Many, including herself, opt to work less than full time for a more manageable work-life balance. But reducing hours means a drop in take-home pay.

 

junior doctor, IA 2022 Junior doctors protest pay in London in July 2022

And Dr Thackray notes a ‘real lack of continuity across wards and teams’ since before she returned to medicine when the GMC ‘removed barriers’ to re-entry at the height of the COVID pandemic in 2020.

‘When I was initially a registrar I worked for a block, so for one consultant on one ward and had specific junior doctors I worked with as a team. You had community and support. We’ve lost that continuity that benefitted both us and the patients.

‘It’s been slightly easier for me recently because I’m settled and have a community outside of work, but there are junior doctors scattered around the country who, especially during lockdowns, were not able to meet other people.’ 

Everyone is feeling incredibly tired and burnt out
Dr Thackray

This lack of continuity has also impacted training opportunities for younger doctors, she notes, with senior grade doctors ‘sometimes not having any capacity to do anything else on top of absolutely everything else they’re already doing’.

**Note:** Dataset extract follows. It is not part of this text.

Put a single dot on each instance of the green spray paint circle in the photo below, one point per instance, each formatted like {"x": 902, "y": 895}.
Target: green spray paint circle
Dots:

Dr Thackray insists: ‘That’s not a fault of the consultants, that’s just how medicine is working.’

Her opinion, like that of many doctors, is that the systemic issues leading to the NHS workforce crisis can only be fixed with retention, which boils down to better conditions and pay.

‘Everyone is feeling incredibly tired and burnt out – which makes everyone’s threshold for coping with things much lower,’ she says. ‘With COVID and flu and increasing staff sickness, I don’t know how we’re going to cope this winter.’